Haven't seen this one before. The seller appears to have figured out that people like rollover straps where the last two notes have been replaced by scarce sheet-replacement stars...so he's taking ordinary straps of currency, and swapping out the last two notes with common stars! http://www.ebay.com/itm/BUNDLE-2013...639973?hash=item25c149f6e5:g:UyUAAOSwbYZXfE3R http://www.ebay.com/itm/100-PACK-20...448106?hash=item25c0dc39aa:g:sW8AAOSwZVlXnQAG You can tell the BEP didn't put the stars in these straps, because (a) the stars aren't from sheet-replacement runs, and (b) the plate positions of the stars don't match the rest of the strap. What will Ebay sellers think of next...?
The serial numbers of the packs are not consistent with the numbers where sheets would have replaced the last two notes. Should be ####9999 and ###00000.

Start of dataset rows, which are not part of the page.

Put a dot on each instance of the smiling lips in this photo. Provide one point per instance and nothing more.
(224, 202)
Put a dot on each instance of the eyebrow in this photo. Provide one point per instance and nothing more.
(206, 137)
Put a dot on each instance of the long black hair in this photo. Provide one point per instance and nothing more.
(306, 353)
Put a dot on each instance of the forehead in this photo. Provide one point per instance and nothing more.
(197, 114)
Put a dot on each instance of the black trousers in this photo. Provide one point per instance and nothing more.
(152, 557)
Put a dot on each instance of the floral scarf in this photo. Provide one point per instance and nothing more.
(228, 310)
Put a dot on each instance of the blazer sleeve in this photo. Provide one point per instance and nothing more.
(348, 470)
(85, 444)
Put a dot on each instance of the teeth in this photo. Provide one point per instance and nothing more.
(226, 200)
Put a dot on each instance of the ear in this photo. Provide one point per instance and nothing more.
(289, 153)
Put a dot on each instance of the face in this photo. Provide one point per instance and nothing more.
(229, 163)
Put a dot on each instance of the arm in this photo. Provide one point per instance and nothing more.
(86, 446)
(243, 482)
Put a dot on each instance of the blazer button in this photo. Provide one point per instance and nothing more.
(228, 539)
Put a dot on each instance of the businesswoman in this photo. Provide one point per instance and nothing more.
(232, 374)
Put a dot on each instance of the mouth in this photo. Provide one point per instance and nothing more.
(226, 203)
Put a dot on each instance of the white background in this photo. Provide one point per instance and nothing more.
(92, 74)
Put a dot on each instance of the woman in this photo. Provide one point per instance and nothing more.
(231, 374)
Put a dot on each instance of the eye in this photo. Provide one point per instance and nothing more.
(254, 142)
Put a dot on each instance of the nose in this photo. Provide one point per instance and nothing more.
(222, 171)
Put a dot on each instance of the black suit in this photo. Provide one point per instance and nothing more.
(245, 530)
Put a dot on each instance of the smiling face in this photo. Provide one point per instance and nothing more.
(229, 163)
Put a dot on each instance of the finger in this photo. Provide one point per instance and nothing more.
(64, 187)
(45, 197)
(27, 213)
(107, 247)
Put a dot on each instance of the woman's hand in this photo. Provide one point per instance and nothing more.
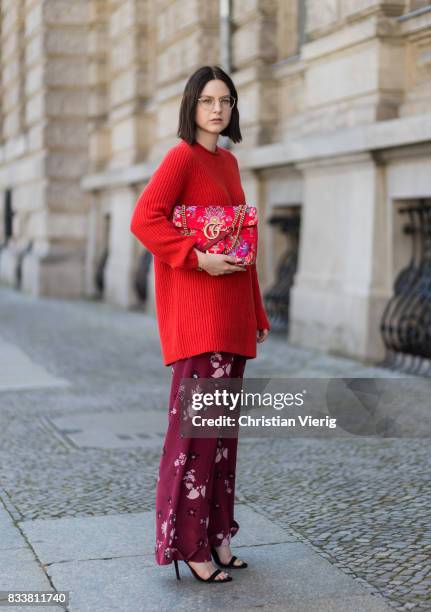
(217, 264)
(262, 335)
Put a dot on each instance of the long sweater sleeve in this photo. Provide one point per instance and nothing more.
(150, 223)
(261, 316)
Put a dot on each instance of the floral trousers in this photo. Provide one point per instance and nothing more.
(196, 481)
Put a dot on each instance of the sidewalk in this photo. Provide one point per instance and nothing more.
(77, 471)
(107, 565)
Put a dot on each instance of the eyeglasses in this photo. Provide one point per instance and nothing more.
(208, 103)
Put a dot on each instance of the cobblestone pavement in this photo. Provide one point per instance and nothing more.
(363, 504)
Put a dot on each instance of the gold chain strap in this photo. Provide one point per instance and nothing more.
(241, 209)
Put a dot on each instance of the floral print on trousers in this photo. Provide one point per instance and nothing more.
(196, 481)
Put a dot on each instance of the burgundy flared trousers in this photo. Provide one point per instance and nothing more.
(196, 482)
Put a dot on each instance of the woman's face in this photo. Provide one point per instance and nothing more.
(206, 115)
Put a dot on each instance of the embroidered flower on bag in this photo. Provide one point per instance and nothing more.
(220, 453)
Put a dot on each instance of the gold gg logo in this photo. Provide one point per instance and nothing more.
(212, 228)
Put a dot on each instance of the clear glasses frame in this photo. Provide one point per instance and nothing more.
(208, 102)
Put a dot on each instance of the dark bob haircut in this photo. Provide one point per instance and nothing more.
(192, 91)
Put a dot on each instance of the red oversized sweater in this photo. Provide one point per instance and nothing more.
(196, 312)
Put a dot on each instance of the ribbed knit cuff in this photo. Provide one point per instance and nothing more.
(191, 262)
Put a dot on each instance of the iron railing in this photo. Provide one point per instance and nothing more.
(406, 321)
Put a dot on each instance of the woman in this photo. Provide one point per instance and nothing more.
(210, 315)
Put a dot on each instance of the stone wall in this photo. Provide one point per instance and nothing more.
(329, 90)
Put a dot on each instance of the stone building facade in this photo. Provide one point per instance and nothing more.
(334, 100)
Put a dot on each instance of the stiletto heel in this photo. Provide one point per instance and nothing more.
(211, 578)
(231, 562)
(177, 569)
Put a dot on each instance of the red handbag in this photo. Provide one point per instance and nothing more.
(231, 230)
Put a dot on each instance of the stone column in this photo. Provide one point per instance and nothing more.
(55, 212)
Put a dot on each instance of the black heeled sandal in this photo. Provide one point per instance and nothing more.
(231, 562)
(196, 575)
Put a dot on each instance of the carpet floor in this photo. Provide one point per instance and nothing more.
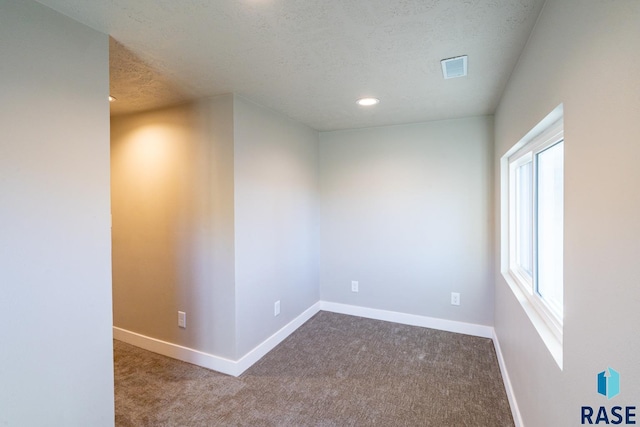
(335, 370)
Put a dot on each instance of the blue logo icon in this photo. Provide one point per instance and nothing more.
(609, 383)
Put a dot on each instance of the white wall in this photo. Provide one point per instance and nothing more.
(276, 221)
(583, 54)
(173, 226)
(56, 360)
(405, 210)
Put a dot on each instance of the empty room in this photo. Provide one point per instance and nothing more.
(322, 213)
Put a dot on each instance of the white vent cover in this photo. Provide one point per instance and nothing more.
(454, 67)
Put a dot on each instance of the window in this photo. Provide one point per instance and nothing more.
(533, 224)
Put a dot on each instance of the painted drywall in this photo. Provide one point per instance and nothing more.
(56, 356)
(173, 225)
(276, 221)
(585, 55)
(405, 211)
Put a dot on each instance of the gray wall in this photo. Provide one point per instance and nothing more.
(276, 218)
(405, 210)
(583, 54)
(173, 226)
(214, 214)
(56, 360)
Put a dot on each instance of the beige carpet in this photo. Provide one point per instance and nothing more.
(335, 370)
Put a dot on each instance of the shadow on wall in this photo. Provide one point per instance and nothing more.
(138, 84)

I am a coun person so I know less about this stuff. I work at a bank and when we get in fed sealed bricks of uncirculated bills, I look at the serial number run on the packs to see if there are any good ones to pull. The other day I saw a pack that was going to end in 0000 so I opened it and checked, and the last 2 bills were star notes way out of sequence. Is this the same thing the eBay seller was trying to replicate? Please educate me so I can keep a watch out myself. Sent from my SM-N920V using Tapatalk
Yes. The BEP uses stars in two different ways: When they catch a defective note *before* the sheets have been cut, they replace the whole sheet by a sheet of stars. When they catch a defective note *after* the notes have been cut and strapped, they replace the whole strap by a strap of stars. In practice, they use a lot more stars in strap form than in sheet form. So the stars that come out in full straps tend to be common (printed in full runs), while the stars that are used in sheets, and come out scattered in straps of regular notes, tend to be much scarcer (printed in short partial runs). When you also take into account the fact that the full-strap stars are easier for cash handlers like yourself to spot (since you don't have to hunt through regular notes to find them), the result is that stars from full straps are a *lot* more common in the collector market than stars from sheets, that get inserted into regular straps. So when you find stars inserted in a regular strap, they're generally scarcer stars, from a short run. When you find an entire strap of stars, they're generally common stars, from a full run. I'm not sure whether the Ebay seller even knows all of that. He may just have noticed that straps with stars mixed in are popular, and decided to make up some of his own, not realizing the difference between common (strap-replacement) stars and scarcer (sheet-replacement) stars.
First clue is of course the serial number "disconnect"; but the most telling is the vocabulary/grammar of the seller: Seller says: "SN may be different do to sale & unavailability " Now what the heck does the verb do mean?? Perhaps it's due to the unavailability of English vocabulary/grammar in the education process. Hmmmm???